Here Charlie Mitchell was not the servant of the owner, Mathis Cowart, unless Jessie Maddox, who contracted with Cowart to operate the cab, was authorized, expressly or impliedly, to permit Charlie Mitchell to use or operate the cab.

The uncontradicted evidence discloses that Jessie Maddox, under his contract with the defendant to operate the taxicab, was without authority to permit anyone else to use or operate the cab for any purpose whatsoever. We think, therefore, that under the elementary rules of agency it was not within the power of Jessie Maddox to permit anyone else to use the cab either in the course of the owner's business or otherwise without the consent of the owner. Maddox could not thus extend the scope of his agency without the consent of the master. Simon v. City Cab Co., 78 Fed. 2d, 506; Cooper v. Lowery, supra; White v. Levi Company, supra; Pearce, Young, Angel Company v. Ward,72 Ga. App. 89 (33 S.E.2d 39); Gulf Refining Company v.Harris, 30 Ga. App. 240 (117 S.E. 274); Mathis v. Western Atlantic Railroad, 35 Ga. App. 672 (134 S.E. 793); Phipps v. Gulf Refining Co., 25 Ga. App. 384 (103 S.E. 472);Western Atlantic Railroad Co. v. Jackson, 21 Ga. App. 50 (93 S.E. 547); Sinclair Refining Company v. Veal, 51 Ga. App. 755 (181 S.E. 705); Central of Georgia Railway Co. v.Price, 106 Ga. 176 (32 S.E. 77, 43 L.R.A. 402); Gulf Ref.Co. v. Shirley (Tex.Civ.App.), 99 S.W.2d 613.

We can not agree with the plaintiff that "Jessie Maddox was a general agent with ample authority to employ Charlie Lee Mitchell as was done in the instant case." The cases cited in the brief of the plaintiff are clearly distinguishable by their particular facts from the instant case.

The relationship of master and servant can not be imposed upon a person without his consent, express or implied. The defendant was free to select his own servant. He was responsible for the acts of his servant within the scope of his employment, but he was not responsible for the act of an assistant permitted without his authority to act for him. Butler v.

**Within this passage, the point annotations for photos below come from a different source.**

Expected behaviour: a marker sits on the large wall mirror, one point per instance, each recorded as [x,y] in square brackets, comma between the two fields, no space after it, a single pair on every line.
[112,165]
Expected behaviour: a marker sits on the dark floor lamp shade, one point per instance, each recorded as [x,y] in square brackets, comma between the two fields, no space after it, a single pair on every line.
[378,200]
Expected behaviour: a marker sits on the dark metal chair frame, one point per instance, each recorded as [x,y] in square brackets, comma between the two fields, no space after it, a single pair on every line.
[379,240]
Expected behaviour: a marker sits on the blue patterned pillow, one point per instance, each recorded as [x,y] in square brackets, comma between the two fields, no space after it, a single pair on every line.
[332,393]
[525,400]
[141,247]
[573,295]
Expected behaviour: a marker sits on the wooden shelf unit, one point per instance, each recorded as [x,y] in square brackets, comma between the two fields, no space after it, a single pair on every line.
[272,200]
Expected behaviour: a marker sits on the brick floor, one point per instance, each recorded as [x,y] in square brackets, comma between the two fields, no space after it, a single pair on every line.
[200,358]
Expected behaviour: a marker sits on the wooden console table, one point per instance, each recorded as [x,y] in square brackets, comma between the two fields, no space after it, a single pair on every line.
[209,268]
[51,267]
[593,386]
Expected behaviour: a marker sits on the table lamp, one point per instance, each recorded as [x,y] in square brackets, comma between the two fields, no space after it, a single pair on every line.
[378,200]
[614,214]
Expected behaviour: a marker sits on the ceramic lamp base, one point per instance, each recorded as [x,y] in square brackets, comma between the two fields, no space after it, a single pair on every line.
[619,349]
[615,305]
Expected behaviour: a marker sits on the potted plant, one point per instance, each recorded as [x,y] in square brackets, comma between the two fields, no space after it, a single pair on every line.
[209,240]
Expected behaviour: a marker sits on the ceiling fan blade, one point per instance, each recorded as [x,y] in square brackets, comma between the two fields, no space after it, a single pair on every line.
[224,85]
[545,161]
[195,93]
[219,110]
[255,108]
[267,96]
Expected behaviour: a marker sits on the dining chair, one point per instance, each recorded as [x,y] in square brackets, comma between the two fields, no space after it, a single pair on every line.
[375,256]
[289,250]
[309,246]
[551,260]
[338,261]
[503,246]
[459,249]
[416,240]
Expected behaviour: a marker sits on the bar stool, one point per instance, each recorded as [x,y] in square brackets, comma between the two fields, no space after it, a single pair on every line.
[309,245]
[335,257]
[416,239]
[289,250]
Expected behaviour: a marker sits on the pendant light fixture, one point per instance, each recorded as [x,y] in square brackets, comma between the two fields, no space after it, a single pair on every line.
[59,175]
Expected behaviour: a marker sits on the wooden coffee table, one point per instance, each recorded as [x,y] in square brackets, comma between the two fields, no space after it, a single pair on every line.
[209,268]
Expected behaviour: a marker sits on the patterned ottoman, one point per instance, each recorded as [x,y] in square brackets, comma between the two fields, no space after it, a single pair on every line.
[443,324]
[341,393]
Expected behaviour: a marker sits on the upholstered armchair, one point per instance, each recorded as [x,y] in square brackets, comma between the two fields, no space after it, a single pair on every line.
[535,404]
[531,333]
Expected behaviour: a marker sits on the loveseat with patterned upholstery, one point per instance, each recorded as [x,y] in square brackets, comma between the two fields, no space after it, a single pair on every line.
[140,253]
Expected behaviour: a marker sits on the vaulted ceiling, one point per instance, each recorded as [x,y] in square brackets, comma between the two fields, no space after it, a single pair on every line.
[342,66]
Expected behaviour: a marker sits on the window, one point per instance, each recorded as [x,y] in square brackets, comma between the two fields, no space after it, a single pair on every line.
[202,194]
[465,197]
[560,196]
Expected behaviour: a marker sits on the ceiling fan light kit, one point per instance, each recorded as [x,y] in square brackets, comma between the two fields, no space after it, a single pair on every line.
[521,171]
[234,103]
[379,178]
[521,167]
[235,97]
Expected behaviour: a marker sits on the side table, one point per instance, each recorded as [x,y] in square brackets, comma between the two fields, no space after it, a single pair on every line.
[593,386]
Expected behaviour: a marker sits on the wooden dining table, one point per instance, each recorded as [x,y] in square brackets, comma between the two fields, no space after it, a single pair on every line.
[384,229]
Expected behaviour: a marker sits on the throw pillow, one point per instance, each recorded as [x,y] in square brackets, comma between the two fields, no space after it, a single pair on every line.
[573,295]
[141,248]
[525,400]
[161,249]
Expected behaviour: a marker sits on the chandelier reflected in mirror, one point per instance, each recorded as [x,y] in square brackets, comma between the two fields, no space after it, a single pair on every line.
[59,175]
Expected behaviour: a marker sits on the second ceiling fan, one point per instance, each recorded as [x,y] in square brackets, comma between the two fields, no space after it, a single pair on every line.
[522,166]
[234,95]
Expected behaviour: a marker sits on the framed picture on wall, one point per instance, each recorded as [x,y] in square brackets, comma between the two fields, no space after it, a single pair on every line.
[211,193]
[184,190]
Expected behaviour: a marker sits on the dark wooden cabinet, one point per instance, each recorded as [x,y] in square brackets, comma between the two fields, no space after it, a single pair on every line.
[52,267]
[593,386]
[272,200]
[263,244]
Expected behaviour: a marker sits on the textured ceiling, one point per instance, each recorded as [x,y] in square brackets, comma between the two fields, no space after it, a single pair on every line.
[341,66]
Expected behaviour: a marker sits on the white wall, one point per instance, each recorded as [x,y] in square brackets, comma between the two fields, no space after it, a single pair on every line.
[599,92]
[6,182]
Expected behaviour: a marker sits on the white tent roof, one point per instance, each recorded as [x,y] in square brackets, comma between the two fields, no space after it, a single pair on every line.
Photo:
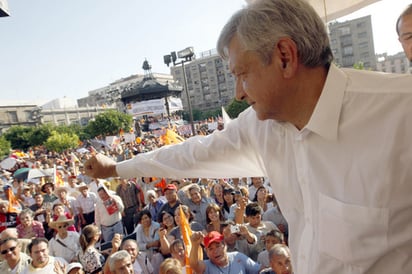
[332,9]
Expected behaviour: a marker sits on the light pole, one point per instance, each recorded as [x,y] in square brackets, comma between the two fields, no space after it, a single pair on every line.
[186,56]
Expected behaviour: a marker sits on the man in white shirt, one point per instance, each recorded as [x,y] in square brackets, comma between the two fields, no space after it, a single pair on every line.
[42,262]
[108,214]
[404,30]
[335,143]
[65,243]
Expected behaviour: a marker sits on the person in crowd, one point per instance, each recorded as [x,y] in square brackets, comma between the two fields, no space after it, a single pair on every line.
[58,211]
[70,204]
[217,194]
[271,238]
[176,233]
[48,190]
[14,259]
[147,235]
[75,268]
[258,227]
[197,204]
[90,258]
[27,197]
[128,191]
[12,233]
[238,238]
[280,260]
[171,266]
[86,202]
[29,228]
[214,218]
[71,187]
[7,218]
[307,124]
[121,263]
[178,251]
[108,213]
[65,244]
[404,30]
[154,203]
[41,261]
[256,182]
[262,198]
[140,261]
[167,221]
[220,261]
[229,197]
[40,214]
[172,200]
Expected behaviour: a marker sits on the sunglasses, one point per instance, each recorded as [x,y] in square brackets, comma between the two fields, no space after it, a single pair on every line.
[11,249]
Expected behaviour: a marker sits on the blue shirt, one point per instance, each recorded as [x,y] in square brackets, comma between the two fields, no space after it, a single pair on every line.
[238,263]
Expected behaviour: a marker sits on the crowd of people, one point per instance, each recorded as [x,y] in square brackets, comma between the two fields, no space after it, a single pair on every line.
[308,121]
[78,223]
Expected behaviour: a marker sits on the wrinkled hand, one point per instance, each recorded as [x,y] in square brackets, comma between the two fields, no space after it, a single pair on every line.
[100,166]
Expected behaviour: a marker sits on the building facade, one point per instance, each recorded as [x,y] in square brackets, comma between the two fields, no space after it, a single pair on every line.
[352,43]
[209,81]
[397,63]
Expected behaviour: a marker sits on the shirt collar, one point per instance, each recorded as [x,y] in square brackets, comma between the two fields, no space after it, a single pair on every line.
[325,117]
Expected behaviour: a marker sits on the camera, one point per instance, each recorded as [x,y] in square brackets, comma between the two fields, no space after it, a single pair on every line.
[234,229]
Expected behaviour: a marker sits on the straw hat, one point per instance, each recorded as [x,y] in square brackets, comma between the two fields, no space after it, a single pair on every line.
[61,220]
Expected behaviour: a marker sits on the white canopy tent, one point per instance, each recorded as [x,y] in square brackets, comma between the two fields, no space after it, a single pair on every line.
[332,9]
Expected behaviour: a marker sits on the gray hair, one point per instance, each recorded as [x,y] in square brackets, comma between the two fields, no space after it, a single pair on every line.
[407,11]
[260,25]
[117,256]
[279,250]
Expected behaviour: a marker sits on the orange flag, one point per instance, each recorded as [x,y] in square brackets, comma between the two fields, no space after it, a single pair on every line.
[186,234]
[12,201]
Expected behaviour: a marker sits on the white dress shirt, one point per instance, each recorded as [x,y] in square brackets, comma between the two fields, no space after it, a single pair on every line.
[343,182]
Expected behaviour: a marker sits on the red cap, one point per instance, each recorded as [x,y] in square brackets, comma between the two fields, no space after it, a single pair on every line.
[212,237]
[171,187]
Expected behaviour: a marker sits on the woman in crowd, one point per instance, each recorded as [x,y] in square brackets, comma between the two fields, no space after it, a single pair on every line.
[29,228]
[146,233]
[229,200]
[262,198]
[214,218]
[59,210]
[153,203]
[90,258]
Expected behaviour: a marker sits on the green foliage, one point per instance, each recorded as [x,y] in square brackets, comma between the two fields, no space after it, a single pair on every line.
[61,141]
[5,147]
[235,108]
[19,137]
[109,123]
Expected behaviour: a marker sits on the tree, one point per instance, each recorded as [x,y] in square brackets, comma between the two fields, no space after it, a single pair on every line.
[19,137]
[4,147]
[109,123]
[61,141]
[235,108]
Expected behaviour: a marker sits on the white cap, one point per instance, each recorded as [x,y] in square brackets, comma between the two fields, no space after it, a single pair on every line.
[72,266]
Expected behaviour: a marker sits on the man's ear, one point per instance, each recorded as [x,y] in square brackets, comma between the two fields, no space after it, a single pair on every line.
[287,56]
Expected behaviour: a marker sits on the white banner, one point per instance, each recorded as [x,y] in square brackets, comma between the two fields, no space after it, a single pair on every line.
[154,107]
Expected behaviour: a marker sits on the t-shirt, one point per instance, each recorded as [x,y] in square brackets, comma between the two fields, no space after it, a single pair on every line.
[238,263]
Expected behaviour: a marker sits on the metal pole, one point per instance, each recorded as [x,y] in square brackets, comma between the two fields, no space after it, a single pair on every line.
[188,98]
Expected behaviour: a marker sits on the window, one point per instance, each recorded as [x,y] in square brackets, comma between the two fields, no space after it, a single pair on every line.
[13,116]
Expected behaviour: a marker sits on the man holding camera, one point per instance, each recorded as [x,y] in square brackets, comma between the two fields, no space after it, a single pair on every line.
[220,261]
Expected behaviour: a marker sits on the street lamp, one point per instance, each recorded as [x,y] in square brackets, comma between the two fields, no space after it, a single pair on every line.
[185,55]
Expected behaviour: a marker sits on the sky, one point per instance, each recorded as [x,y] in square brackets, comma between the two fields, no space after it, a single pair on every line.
[53,49]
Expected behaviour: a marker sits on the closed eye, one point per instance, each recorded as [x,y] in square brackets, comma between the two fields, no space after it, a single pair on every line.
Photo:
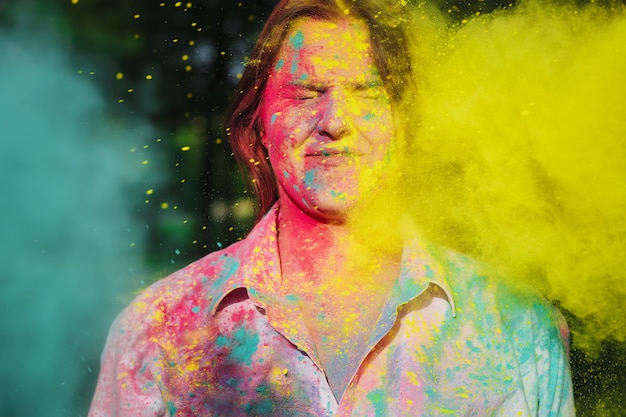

Mechanics' Iron Foundry Co., 259 Mass. 560 (156 N.E. 720, 54 A.L.R. 849); 7-8 Huddy Automobile Law, § 102, p. 272.

"It is difficult to conceive of a case where the owner of an automobile, used privately, for business purposes, or publicly as a taxicab, could be held liable for an accident caused by the car while *861 operated by a person unknown to the owner and without his express or implied permission. Clear it is, that the agent of the owner, in whatever capacity he is charged with the use or operation of the car, cannot without the knowledge or consent of the owner transmit his agency to a person unknown to the owner, and thereby impose liability on the owner for the reckless or negligent operation of the car." Simon v. City Cab Co., supra.

Even if there was a prima facie inference that the driver in possession of the taxicab was the agent of the owner, it was overcome by the uncontradicted proof that in fact the taxicab was not in the possession of the owner or his servant or agent.

This case is distinguishable from those cases where the agent of the owner was in charge of and driving the automobile at the time of the accident. Here, when the accident occurred the taxicab was being driven by a total stranger — one with whom the owner had no express or implied contractual relation. His possession of the taxicab was not such as in any manner to attach liability to the defendant owner.

We are of the opinion that the evidence did not authorize the verdict, and the trial judge erred in refusing a new trial.

Judgment reversed. Gardner and Townsend, JJ., concur.